$\gamma$-Ray Lines -- Signatures of Nucleosynthesis, Cosmic Rays, Positron Annihilation, and Fundamental Physics

TL;DR

This paper reviews the significance of MeV gamma-ray lines as probes for astrophysical processes like nucleosynthesis, cosmic rays, and positron annihilation, highlighting recent findings and future prospects for new telescopes.

Contribution

It provides a comprehensive overview of historical and recent gamma-ray line measurements, emphasizing their role in understanding fundamental astrophysical and particle physics phenomena.

Findings

Gamma-ray lines directly evidence ongoing nucleosynthesis.

Flux ratios reveal cosmic-ray spectra in different environments.

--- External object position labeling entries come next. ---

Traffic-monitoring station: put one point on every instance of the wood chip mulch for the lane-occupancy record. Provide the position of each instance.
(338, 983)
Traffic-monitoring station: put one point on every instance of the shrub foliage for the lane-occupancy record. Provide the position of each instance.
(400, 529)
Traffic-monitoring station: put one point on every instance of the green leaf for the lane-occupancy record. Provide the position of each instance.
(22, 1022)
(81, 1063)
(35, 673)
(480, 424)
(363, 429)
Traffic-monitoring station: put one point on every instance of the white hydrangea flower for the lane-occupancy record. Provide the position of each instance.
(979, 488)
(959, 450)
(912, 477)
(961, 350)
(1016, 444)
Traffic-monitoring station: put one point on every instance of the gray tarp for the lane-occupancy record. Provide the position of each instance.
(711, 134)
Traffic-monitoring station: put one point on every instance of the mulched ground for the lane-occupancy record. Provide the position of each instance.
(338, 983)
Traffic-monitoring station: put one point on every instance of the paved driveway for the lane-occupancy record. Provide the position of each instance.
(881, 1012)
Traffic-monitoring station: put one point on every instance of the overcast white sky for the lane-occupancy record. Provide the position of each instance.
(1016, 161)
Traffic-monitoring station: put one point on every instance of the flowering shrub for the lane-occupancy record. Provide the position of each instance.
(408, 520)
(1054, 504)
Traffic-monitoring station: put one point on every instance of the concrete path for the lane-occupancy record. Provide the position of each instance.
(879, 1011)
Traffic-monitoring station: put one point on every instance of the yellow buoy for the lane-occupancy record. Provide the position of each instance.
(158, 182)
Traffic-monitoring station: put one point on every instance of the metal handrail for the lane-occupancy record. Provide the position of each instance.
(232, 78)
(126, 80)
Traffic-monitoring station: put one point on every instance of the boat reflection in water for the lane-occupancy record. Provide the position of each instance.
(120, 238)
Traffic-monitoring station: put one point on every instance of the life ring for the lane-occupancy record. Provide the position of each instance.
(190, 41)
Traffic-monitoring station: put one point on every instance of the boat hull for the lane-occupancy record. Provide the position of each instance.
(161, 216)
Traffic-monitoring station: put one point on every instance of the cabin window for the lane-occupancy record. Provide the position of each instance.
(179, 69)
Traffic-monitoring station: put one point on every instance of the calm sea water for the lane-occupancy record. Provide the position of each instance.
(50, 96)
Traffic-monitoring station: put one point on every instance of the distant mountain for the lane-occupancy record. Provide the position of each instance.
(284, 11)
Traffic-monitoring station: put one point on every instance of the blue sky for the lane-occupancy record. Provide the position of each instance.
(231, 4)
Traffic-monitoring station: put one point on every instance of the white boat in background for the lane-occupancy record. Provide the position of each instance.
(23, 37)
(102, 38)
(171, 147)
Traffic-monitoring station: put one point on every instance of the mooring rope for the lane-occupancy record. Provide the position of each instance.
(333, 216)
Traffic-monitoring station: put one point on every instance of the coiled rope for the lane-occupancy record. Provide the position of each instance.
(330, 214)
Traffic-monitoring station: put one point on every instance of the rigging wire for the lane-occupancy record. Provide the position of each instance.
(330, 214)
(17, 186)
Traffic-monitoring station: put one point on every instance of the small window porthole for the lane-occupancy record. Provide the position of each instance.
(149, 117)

Positron annihilation traces interstellar medium phases.

Abstract

The nuclear $\gamma$-ray lines in the MeV range of the electromagnetic spectrum hold a vast variety of astrophysical, particle-physical, and fundamental physical information that is otherwise extreme difficult to access. MeV $\gamma$-ray line observations provide the most direct evidence for ongoing nucleosynthesis in galaxies by measuring freshly produced radioactive isotopes from massive stars, supernovae, classical novae, or binary neutron star mergers. Their flux ratios can determine the low-energy cosmic-ray spectrum in different objects and of the Milky Way as a whole. Different phases of the interstellar medium are traced by hot nucleosynthesis ejecta, cooling positrons, or cosmic-ray interactions with molecular clouds. Positron annihilation itself can be considered as an astrophysical messenger as their production and destruction in typical space environments is inevitable. Finally, as-of-yet unknown signatures from beyond standard model physics might have their elusive imprints in $\gamma$-ray lines. This Chapter gives an overview of historical $\gamma$-ray line measurements, newest results, and open questions that may only be solved by a new generation of MeV telescopes.